A clever re-telling of Homer’s Odyssey (Fagen was actually an English major in college), this track is best known for Bernard “Pretty” Purdie’s driving beat that became an instant classic among drummers (if you can lay down the Home At Last groove, you can play drums!). Purdie, who also played on Deacon Blues, was nearing the end of a career as a first-call studio musician that began in the 50’s and included some of the most famous R&B hits of the 60’s. It is also the only track on this release to feature solos by both Donald Fagen and Walter Becker. Trivia fact: careful listening will once again reveal Timothy B. Schmit’s perfect backing harmonies.

6) I Got The News

While arguably the weakest track on the release, it never-the-less features a solid groove and steller background vocals by the now instantly recognizable Michael McDonald.

7) Josie

The other big hit off the release, this track is considered by some to be a rock classic. It combines typically cynical lyrics with outstanding guitar solos over yet another unique drum groove provided by Jim Keltner, another first-call session drummer from the 60’s & 70’s (who played with members of Cream and the Beatles to name a few). While the steady Chuck Rainey played bass on nearly every track, Aja features 6 different drummers on 7 tracks, unique even by today’s standards.


----------



## Savjac (Apr 17, 2008)

Thanks for the heads up, one of the best albums performances ever put to tape. Almost 40 different musicians, perfection from Becker and Fagen most probably beyond the limits of most session folks used in the album. But this perfection allows the music and visions of the songs shine.


----------



## Sonnie (Apr 11, 2006)

_The got a name for the winners of the world...
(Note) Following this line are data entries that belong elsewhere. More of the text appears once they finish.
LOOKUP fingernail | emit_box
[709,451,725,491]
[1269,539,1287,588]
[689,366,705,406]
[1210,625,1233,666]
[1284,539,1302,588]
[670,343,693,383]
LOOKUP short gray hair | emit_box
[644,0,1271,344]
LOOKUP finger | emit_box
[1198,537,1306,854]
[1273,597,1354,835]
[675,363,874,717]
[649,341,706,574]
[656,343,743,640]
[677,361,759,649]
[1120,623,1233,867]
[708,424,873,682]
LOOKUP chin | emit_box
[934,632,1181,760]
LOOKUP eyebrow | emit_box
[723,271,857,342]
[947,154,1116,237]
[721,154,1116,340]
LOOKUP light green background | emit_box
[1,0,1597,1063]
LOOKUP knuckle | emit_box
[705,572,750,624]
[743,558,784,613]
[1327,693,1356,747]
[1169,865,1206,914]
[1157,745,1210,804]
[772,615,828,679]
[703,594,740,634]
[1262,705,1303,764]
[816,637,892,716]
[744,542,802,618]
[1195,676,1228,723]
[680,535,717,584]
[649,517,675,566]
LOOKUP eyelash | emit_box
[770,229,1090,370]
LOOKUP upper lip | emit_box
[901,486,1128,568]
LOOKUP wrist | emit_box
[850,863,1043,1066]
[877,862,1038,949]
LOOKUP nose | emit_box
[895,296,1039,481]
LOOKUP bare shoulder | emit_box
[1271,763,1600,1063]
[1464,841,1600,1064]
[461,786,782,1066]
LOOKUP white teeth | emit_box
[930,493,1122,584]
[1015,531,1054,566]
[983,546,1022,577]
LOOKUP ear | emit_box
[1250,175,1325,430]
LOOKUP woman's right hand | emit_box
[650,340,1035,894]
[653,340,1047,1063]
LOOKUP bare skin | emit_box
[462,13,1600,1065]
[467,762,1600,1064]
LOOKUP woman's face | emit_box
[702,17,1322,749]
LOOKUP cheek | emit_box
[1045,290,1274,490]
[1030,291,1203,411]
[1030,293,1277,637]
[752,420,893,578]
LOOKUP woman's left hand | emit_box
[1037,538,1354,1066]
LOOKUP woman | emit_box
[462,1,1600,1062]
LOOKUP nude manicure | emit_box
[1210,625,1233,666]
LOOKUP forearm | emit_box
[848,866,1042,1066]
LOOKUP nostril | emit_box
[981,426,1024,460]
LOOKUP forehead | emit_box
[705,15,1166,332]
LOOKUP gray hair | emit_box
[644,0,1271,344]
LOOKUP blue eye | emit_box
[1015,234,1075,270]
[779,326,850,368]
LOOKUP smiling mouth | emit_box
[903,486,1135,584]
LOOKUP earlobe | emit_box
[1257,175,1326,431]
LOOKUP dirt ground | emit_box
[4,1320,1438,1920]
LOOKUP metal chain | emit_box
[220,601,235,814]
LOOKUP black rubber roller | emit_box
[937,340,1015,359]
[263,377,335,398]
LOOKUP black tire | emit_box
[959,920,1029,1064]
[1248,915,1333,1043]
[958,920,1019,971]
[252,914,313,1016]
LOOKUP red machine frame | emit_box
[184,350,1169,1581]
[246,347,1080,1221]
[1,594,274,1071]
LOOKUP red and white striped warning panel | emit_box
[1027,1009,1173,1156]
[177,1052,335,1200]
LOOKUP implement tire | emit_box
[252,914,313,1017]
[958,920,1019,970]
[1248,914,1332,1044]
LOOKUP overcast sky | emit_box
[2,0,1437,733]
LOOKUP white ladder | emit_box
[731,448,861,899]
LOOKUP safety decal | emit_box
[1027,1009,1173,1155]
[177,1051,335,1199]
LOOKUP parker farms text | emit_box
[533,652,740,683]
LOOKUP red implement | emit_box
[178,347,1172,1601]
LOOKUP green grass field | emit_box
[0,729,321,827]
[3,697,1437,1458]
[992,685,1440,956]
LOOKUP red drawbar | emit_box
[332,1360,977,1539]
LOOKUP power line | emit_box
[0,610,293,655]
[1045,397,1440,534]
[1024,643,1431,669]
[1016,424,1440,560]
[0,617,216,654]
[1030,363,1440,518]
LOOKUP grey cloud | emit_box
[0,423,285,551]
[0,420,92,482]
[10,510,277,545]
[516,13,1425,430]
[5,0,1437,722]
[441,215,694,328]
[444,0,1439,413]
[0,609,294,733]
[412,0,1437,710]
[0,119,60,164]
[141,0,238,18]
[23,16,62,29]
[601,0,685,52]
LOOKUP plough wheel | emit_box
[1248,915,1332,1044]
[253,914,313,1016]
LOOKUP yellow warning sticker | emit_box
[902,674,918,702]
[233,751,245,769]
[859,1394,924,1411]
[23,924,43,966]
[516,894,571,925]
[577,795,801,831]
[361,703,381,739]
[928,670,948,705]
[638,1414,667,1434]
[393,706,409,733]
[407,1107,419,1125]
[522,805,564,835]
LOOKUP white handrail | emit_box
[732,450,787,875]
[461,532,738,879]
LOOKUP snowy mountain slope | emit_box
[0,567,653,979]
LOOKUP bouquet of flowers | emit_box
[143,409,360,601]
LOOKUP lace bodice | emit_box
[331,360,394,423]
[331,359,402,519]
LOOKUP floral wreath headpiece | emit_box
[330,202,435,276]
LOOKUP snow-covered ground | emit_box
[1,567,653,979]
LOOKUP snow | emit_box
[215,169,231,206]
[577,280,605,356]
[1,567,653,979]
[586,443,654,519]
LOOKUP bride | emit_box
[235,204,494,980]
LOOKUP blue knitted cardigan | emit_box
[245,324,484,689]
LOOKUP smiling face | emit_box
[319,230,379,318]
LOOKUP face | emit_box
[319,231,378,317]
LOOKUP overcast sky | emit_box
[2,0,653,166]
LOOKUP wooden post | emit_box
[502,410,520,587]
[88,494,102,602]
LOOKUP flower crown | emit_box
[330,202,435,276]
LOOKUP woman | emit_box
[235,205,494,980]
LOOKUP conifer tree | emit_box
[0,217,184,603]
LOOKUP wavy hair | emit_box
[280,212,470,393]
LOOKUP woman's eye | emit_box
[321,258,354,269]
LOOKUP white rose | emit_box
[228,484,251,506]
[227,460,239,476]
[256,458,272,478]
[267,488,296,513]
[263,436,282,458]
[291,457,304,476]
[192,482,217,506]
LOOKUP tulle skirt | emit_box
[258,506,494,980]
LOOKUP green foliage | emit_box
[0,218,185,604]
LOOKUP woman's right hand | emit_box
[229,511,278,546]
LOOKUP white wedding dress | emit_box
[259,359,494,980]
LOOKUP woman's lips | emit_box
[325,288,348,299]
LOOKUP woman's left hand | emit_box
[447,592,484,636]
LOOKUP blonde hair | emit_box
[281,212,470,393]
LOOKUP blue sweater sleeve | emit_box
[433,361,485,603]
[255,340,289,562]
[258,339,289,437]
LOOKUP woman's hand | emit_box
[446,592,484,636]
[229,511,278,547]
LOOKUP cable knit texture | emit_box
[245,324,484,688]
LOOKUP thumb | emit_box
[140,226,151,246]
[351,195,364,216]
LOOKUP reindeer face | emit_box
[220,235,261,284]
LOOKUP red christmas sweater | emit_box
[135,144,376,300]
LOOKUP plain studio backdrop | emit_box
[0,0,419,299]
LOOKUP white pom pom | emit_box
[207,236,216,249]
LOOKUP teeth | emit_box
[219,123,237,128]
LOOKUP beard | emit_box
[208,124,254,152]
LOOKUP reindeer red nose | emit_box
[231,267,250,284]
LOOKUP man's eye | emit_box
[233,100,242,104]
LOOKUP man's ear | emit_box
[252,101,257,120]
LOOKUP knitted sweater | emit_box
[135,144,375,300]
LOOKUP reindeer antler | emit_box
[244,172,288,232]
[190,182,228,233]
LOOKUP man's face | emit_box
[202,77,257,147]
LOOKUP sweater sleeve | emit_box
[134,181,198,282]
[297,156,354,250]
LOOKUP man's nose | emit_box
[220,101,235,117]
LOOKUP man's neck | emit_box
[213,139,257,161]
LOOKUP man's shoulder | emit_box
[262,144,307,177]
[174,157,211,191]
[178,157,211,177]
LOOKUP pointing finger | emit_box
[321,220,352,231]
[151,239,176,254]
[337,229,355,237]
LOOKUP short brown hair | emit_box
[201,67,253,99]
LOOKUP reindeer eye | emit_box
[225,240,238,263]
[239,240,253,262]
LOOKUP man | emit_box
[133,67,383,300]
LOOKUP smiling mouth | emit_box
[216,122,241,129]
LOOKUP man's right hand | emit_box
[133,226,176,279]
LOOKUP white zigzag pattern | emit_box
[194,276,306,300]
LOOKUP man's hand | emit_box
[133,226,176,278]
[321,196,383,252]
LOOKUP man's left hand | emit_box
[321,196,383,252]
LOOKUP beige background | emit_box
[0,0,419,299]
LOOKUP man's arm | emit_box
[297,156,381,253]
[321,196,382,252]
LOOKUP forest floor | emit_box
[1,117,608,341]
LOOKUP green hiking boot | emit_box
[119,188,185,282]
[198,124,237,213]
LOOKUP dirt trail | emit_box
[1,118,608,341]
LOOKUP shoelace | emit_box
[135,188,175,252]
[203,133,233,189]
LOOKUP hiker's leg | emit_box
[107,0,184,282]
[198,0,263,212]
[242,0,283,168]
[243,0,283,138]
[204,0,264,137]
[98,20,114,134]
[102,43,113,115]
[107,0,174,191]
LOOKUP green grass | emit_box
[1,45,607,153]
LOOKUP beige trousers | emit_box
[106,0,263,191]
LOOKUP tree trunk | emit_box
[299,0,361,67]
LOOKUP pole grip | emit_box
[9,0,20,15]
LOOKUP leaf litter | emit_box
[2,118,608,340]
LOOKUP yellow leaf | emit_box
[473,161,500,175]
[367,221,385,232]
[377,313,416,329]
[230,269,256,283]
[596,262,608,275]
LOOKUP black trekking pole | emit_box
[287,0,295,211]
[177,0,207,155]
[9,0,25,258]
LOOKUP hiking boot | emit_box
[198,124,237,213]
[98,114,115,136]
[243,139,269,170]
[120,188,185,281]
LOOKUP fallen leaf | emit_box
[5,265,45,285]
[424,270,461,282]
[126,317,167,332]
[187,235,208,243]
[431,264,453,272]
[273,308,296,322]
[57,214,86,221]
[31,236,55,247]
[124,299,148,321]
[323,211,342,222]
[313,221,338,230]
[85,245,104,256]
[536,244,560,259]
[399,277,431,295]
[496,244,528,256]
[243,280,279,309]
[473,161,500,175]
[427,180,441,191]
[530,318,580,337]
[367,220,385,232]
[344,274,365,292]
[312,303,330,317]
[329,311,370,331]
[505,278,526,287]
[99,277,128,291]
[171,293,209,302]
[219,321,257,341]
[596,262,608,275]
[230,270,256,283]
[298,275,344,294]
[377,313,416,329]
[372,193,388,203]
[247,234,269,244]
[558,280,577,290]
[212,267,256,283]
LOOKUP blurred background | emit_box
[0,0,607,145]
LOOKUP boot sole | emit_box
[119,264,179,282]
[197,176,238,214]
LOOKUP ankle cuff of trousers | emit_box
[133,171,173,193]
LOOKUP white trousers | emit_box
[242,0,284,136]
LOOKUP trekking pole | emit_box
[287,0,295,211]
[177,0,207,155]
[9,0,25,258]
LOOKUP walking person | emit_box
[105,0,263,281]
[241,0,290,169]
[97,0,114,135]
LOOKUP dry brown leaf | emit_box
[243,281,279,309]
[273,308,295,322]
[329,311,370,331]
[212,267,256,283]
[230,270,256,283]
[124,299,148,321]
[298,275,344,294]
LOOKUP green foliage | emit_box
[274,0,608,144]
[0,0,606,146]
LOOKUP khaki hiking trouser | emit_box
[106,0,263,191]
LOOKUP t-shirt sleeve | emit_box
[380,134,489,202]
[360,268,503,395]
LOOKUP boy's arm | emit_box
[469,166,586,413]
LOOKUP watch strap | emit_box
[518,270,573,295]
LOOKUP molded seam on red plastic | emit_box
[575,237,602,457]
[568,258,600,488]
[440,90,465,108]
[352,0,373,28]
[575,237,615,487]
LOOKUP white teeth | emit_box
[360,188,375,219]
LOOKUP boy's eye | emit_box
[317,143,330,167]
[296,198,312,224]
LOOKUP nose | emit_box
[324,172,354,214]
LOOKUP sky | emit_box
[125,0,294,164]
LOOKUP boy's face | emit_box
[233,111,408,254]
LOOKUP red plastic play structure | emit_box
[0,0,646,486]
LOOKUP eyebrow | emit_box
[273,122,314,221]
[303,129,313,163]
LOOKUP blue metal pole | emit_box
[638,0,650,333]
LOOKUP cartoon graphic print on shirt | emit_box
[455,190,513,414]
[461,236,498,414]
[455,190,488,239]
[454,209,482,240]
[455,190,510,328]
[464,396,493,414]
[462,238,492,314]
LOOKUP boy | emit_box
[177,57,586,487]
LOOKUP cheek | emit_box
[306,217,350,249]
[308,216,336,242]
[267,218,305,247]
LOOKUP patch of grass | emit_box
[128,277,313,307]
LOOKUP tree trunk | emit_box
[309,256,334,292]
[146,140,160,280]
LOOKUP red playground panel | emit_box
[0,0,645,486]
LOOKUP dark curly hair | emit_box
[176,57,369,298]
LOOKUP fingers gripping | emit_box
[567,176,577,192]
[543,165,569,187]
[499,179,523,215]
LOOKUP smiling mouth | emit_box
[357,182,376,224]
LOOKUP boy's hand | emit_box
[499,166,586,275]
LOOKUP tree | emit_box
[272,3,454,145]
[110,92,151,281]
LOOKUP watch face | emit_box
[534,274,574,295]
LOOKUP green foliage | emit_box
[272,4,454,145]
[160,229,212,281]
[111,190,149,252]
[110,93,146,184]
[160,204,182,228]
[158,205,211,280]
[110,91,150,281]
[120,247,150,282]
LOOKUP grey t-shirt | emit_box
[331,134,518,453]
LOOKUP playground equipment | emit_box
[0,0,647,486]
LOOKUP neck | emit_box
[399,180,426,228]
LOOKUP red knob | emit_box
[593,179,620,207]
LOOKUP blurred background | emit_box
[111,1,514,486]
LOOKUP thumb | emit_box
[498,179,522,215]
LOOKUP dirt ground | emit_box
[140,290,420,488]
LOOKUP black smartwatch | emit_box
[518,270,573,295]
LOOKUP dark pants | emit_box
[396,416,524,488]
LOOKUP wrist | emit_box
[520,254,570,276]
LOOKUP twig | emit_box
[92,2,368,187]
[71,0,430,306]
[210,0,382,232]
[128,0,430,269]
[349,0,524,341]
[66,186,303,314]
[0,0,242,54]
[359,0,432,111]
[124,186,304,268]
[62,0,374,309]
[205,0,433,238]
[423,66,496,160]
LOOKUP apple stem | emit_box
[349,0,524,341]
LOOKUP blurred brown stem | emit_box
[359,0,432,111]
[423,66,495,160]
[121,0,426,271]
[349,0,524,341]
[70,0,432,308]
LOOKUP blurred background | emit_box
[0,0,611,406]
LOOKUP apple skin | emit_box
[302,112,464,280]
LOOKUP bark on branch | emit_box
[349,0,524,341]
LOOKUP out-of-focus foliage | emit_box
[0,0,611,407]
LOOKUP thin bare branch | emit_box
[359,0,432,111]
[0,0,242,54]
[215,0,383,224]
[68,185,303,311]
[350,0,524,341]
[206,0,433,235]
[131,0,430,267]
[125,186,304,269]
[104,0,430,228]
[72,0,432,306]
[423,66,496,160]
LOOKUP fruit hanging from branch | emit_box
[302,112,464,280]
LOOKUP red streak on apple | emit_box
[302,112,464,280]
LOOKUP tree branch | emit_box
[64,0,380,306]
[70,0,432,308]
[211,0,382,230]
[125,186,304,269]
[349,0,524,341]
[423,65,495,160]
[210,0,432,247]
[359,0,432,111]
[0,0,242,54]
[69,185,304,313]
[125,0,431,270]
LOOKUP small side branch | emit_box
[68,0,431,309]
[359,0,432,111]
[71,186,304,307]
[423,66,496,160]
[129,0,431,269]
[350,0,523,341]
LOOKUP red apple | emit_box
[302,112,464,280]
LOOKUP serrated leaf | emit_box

They call Alabama the Crimson Tide._

You know that has to be an all time favorite for Bama fans.

I have this on 180 gram, but not sure what release it is. I think it may be the same one. I just purchased it a few months ago.


----------



## Savjac (Apr 17, 2008)

I see HD Tracks have been uploading some of Steely Dans albums, just not this one yet
Gaucho in HD is fantabulous.


----------



## jackfish (Dec 27, 2006)

Also a Steely Dan and Doobie Brothers fan.

The Gaucho CD is also well engineered. All of the 1998-2000 CD reissues are pretty good. I also love the Bodhisattva jam on the extended CD Gold.

I met Timothy B. Schmit in Ketchikan, AK in August, 1981. What a nice guy! Glad to see he is still quite active. Haven't yet heard his _Every Night_ off the Linda McCartney tribute album.


----------



## PassingInterest (Mar 29, 2009)

I think *Katy Lied *was underrated.


----------